= Kapodistrias Museum =

Museum in Corfu, Greece

The Capodistrias Museum – Center of Capodistrian Studies (also known as: The Kapodistrias Museum or Kapodistrias Museum–Centre of Kapodistrian Studies) (Μουσείο Καποδίστρια–Κέντρο Καποδιστριακών Μελετών) is a museum dedicated to the memory and life's work of Ioannis Kapodistrias. It is located in the area Koukouritsa of Evropouli in Corfu, Greece. Ioannis Kapodistrias was the first governor of Greece, Minister of Foreign Affairs of the Russian Empire, and a great diplomat, politician, and physician. The property was donated by Maria Desylla-Kapodistria, great granddaughter of Georgios Kapodistrias, younger brother of Ioannis Kapodistrias, and the only one of the brothers who married. The museum was established in 1981. Ioannis Kapodistrias' summer home in the rural area of Koukouritsa in his birthplace of Corfu houses the museum showcasing exhibits commemorating his life and accomplishments. Maria Desylla-Kapodistria, a former mayor of Corfu (1956–1959) and the first female mayor in Greece, donated the residence to the three primary cultural societies of Corfu (the Reading Society of Corfu, the Philharmonic Society of Corfu and the Society of Corfiote Studies) specifically for that purpose. The museum also functions as a center for Kapodistrian and Corfiote studies.

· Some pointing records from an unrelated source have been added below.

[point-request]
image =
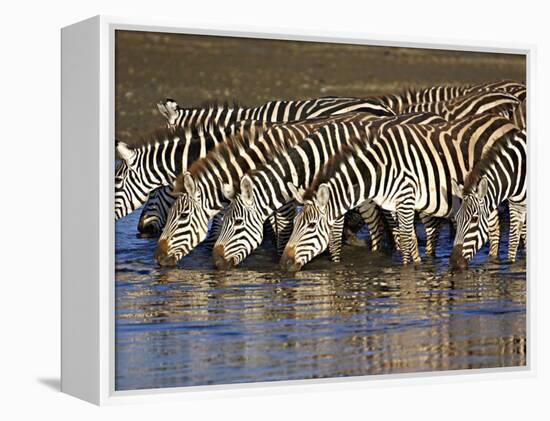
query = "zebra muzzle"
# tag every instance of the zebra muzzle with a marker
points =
(161, 254)
(146, 230)
(220, 261)
(457, 260)
(288, 261)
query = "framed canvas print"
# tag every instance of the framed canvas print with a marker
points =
(246, 208)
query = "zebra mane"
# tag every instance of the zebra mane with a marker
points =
(487, 160)
(331, 167)
(209, 105)
(159, 135)
(232, 148)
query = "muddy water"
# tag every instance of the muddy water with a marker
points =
(368, 315)
(194, 325)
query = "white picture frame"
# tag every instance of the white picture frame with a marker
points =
(88, 223)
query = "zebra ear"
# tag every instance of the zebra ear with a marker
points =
(169, 110)
(482, 187)
(247, 190)
(228, 191)
(189, 185)
(124, 151)
(322, 196)
(297, 193)
(457, 188)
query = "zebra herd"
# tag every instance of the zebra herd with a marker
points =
(454, 153)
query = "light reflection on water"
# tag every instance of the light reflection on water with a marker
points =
(367, 315)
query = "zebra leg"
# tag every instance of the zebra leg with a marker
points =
(517, 219)
(407, 235)
(494, 233)
(353, 222)
(214, 229)
(270, 229)
(335, 244)
(372, 216)
(431, 226)
(524, 236)
(391, 220)
(284, 225)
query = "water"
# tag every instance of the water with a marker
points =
(193, 325)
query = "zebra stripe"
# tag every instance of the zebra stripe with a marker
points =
(275, 111)
(403, 168)
(155, 166)
(204, 190)
(441, 93)
(265, 190)
(485, 102)
(499, 176)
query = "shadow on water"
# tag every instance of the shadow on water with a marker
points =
(194, 325)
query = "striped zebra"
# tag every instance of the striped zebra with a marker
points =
(205, 188)
(399, 103)
(519, 117)
(273, 111)
(265, 190)
(477, 103)
(517, 89)
(153, 215)
(500, 176)
(440, 93)
(153, 164)
(403, 168)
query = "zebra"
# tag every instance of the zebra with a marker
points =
(519, 117)
(264, 190)
(472, 104)
(205, 188)
(152, 165)
(517, 89)
(499, 176)
(274, 111)
(445, 93)
(403, 168)
(440, 93)
(153, 215)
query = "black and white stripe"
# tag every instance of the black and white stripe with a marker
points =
(265, 190)
(403, 168)
(210, 124)
(499, 177)
(204, 190)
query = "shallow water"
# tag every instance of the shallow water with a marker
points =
(194, 325)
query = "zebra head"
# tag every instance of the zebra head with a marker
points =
(472, 223)
(242, 227)
(311, 233)
(129, 194)
(155, 211)
(186, 225)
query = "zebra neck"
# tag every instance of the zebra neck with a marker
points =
(343, 198)
(211, 187)
(198, 117)
(503, 186)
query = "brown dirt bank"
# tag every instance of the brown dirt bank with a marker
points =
(195, 69)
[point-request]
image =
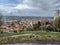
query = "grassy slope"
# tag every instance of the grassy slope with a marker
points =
(38, 36)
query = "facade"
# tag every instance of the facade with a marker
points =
(56, 14)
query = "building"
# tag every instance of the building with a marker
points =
(56, 14)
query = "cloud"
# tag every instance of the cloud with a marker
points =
(28, 7)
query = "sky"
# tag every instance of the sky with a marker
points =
(29, 7)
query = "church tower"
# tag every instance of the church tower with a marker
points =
(56, 14)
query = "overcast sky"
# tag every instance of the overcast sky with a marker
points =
(29, 7)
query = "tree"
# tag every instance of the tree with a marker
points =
(57, 23)
(1, 31)
(37, 26)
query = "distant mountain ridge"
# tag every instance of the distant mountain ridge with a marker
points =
(25, 17)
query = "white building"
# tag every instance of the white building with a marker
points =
(56, 14)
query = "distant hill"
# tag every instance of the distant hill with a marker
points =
(25, 17)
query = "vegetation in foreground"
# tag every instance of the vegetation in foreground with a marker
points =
(6, 38)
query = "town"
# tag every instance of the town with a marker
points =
(30, 23)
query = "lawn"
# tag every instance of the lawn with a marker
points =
(39, 35)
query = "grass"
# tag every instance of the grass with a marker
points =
(39, 35)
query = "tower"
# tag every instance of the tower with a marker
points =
(56, 14)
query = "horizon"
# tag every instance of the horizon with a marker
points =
(29, 7)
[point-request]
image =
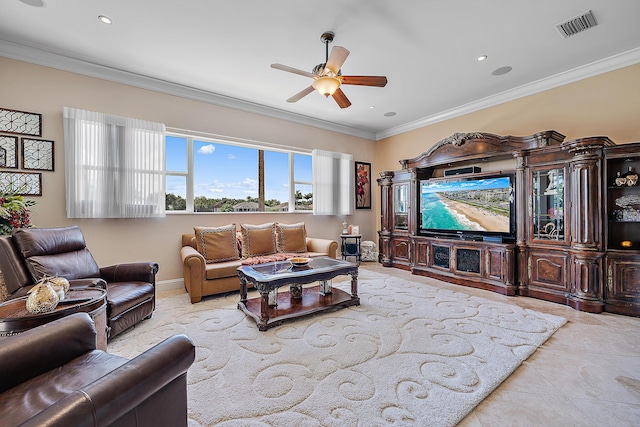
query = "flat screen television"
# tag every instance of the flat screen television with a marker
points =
(468, 206)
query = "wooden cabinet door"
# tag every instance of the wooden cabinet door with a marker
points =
(623, 281)
(548, 269)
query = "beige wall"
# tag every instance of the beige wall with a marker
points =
(44, 90)
(607, 104)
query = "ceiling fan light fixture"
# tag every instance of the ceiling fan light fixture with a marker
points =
(326, 85)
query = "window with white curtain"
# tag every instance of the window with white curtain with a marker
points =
(333, 175)
(114, 166)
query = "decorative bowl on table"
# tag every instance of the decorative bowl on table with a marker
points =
(299, 261)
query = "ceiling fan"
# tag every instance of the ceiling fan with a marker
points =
(327, 77)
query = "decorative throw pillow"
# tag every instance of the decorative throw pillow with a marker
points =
(217, 244)
(258, 240)
(291, 238)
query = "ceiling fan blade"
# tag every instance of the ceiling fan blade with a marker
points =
(336, 59)
(298, 96)
(292, 70)
(341, 98)
(379, 81)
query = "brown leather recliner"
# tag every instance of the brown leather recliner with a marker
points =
(31, 253)
(53, 375)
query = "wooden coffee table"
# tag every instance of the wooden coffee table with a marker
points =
(14, 317)
(273, 275)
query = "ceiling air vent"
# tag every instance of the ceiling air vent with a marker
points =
(577, 25)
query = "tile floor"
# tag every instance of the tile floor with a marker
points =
(586, 374)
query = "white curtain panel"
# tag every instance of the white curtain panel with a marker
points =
(114, 166)
(333, 177)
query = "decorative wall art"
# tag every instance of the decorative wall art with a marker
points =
(363, 185)
(37, 154)
(9, 151)
(21, 183)
(21, 122)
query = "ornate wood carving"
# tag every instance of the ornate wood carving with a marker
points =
(475, 146)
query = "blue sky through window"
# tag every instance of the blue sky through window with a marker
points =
(222, 170)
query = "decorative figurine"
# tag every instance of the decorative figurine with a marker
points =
(42, 298)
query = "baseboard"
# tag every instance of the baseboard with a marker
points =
(167, 285)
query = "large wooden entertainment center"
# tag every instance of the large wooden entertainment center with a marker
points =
(575, 235)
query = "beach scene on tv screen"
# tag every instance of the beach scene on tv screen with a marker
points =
(469, 205)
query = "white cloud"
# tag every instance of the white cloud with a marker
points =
(207, 149)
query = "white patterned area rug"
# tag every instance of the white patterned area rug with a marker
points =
(411, 354)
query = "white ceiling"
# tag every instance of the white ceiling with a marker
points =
(221, 52)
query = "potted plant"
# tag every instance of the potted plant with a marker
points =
(14, 213)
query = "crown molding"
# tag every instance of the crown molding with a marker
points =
(63, 62)
(612, 63)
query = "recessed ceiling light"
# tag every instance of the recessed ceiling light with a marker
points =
(34, 3)
(502, 70)
(105, 19)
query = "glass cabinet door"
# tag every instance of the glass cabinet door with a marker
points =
(401, 206)
(548, 204)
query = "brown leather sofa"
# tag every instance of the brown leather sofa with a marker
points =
(53, 375)
(31, 253)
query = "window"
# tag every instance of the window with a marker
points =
(114, 166)
(207, 175)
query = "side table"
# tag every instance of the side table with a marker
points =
(14, 317)
(350, 246)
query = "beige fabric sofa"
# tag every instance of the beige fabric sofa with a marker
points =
(202, 278)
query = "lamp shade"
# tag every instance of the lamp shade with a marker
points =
(326, 85)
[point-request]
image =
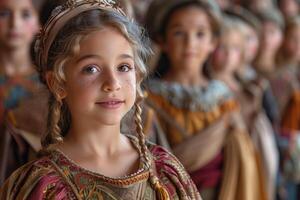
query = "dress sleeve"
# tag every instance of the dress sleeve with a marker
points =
(173, 175)
(35, 181)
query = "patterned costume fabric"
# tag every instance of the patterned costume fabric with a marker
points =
(193, 119)
(55, 176)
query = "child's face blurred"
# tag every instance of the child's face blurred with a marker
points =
(289, 7)
(228, 55)
(271, 37)
(101, 80)
(251, 43)
(292, 43)
(189, 38)
(18, 23)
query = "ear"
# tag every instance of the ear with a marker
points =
(214, 44)
(161, 43)
(54, 86)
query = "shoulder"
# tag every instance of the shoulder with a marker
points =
(35, 180)
(172, 174)
(220, 90)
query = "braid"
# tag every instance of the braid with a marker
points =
(140, 132)
(161, 192)
(53, 134)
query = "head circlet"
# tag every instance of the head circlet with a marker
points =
(59, 16)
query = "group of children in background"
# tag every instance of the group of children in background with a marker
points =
(221, 93)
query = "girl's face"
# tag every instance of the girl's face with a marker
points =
(188, 39)
(292, 43)
(100, 82)
(271, 37)
(251, 43)
(18, 23)
(228, 55)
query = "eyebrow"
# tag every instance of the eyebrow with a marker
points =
(94, 56)
(181, 25)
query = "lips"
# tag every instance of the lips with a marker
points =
(111, 103)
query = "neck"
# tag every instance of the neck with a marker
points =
(186, 76)
(15, 61)
(266, 61)
(103, 141)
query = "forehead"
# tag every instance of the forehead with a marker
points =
(189, 17)
(232, 36)
(105, 41)
(16, 4)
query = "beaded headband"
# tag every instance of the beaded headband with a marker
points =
(62, 14)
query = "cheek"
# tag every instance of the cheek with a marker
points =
(31, 26)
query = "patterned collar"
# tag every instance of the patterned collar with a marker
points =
(192, 98)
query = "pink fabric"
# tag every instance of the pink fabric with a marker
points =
(60, 190)
(210, 175)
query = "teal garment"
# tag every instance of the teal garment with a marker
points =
(13, 93)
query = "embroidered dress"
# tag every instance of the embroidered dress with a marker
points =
(193, 119)
(55, 176)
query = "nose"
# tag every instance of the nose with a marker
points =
(111, 82)
(189, 40)
(15, 21)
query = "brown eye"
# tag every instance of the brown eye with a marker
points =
(4, 13)
(91, 69)
(124, 68)
(26, 14)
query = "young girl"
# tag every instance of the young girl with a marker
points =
(21, 115)
(285, 84)
(228, 57)
(271, 38)
(196, 114)
(92, 58)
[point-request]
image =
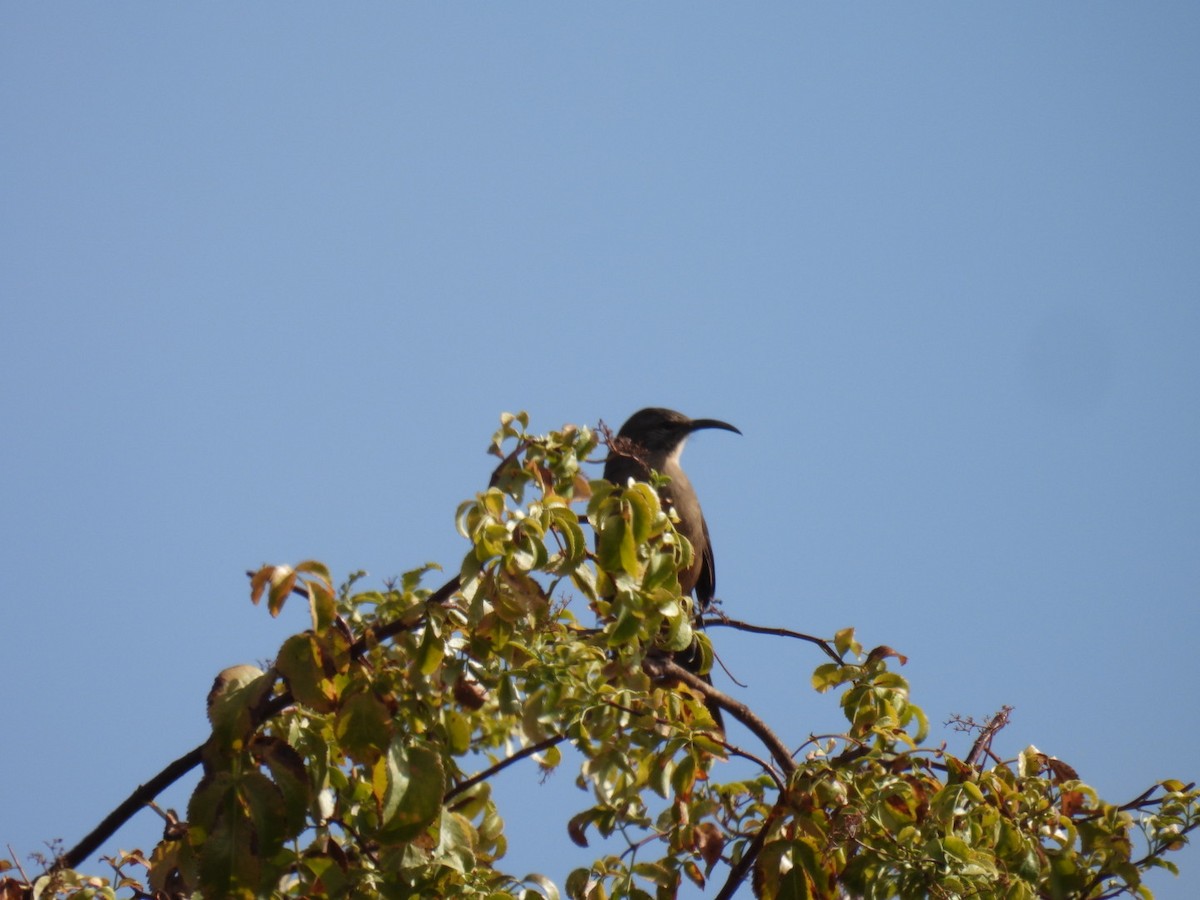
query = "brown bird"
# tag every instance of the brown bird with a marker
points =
(654, 439)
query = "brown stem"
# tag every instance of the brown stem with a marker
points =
(738, 711)
(467, 784)
(726, 622)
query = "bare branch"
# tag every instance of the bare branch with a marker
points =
(738, 873)
(726, 622)
(123, 814)
(467, 784)
(659, 666)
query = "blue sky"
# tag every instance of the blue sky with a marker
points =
(270, 274)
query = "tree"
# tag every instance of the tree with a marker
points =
(359, 763)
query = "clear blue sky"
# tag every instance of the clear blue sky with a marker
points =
(270, 273)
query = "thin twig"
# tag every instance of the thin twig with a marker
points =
(738, 711)
(726, 622)
(738, 873)
(467, 784)
(123, 814)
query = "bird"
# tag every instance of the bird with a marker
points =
(653, 439)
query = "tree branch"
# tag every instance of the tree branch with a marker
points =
(738, 873)
(123, 814)
(659, 666)
(723, 621)
(467, 784)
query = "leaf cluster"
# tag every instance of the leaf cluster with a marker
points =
(360, 762)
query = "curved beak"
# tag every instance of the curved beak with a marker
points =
(697, 424)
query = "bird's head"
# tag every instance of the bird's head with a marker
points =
(659, 430)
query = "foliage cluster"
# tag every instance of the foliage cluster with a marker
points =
(360, 763)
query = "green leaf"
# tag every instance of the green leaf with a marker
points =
(301, 666)
(364, 727)
(409, 783)
(431, 652)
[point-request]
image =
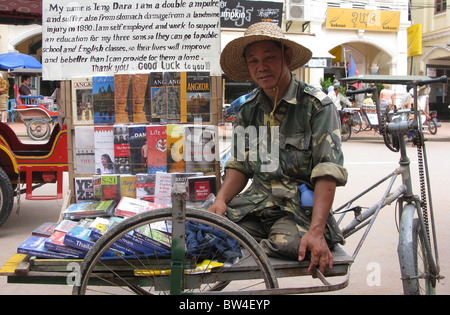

== The museum's exhibition & collection ==

Maria Desylla-Kapodistria, grand niece of Ioannis Kapodistrias, donor of the museum, past mayor of Corfu and first female mayor of Greece. The museum was the summer home of Ioannis Kapodistrias, first governor of Greece.

In 2017, the Kapodistrias Museum reopened after five years of renovation, featuring a new permanent exhibition and enriched with research, educational, and entertainment services. The permanent exhibition presents personal items of Ioannis Kapodistrias, portraits of the Kapodistrias family, books from the personal collection of Ioannis Kapodistrias as well as works of art and furniture dating from his lifetime. In the Koukouritsa room, the history of the Koukouritsa estate and house of the Kapodistrias family and the transformation of this building into a museum dedicated to Ioannis Kapodistrias is presented. The Museum offers visitors a free audio-guided tour in four languages (Greek, English, Russian, French).

== The museum's garden ==
The historic garden of the Koukouritsa estate, an area of 1,3 acres, is characterized by its dense vegetation, as well as by the view it offers both towards the city of Corfu itself and towards Epirus. During the summer months cultural events are hosted in the garden. The garden also offers a free web based guided tour to its history and ecosystem and an open-air Cafe under the pine trees, open during between April & October.

== Museum awards ==

- In 2023, the Benaki Museum honored the Kapodistrias Museum in recognition of its contribution to the cultural life of the Greeks. The Kapodistrias Museum received the distinction at a special event held at the Benaki Museum – Greek Culture organized as part of the celebrations of the International Museum Day, on May 23, 2023.
- In 2022, the Kapodistrias Museum was the only museum from Greece which was a candidate for the European Museum of the Year Award (EMYA) for the year 2022. This award was organized by the European Forum for Museums.
- In 2018,  the Kapodistrias Museum Cafe won a distinction by the Hellenic Institute of Architecture, as one of the most important examples of architectural projects of the 2016-2018 period, projects that acted as indicators for contemporary architecture in Greece. The Kapodistrias Museum Café project was presented in the 9th Biennale of Young Greek Architects at the Benaki Museum - Piraeos 138 (26/9 - 25/11/2018).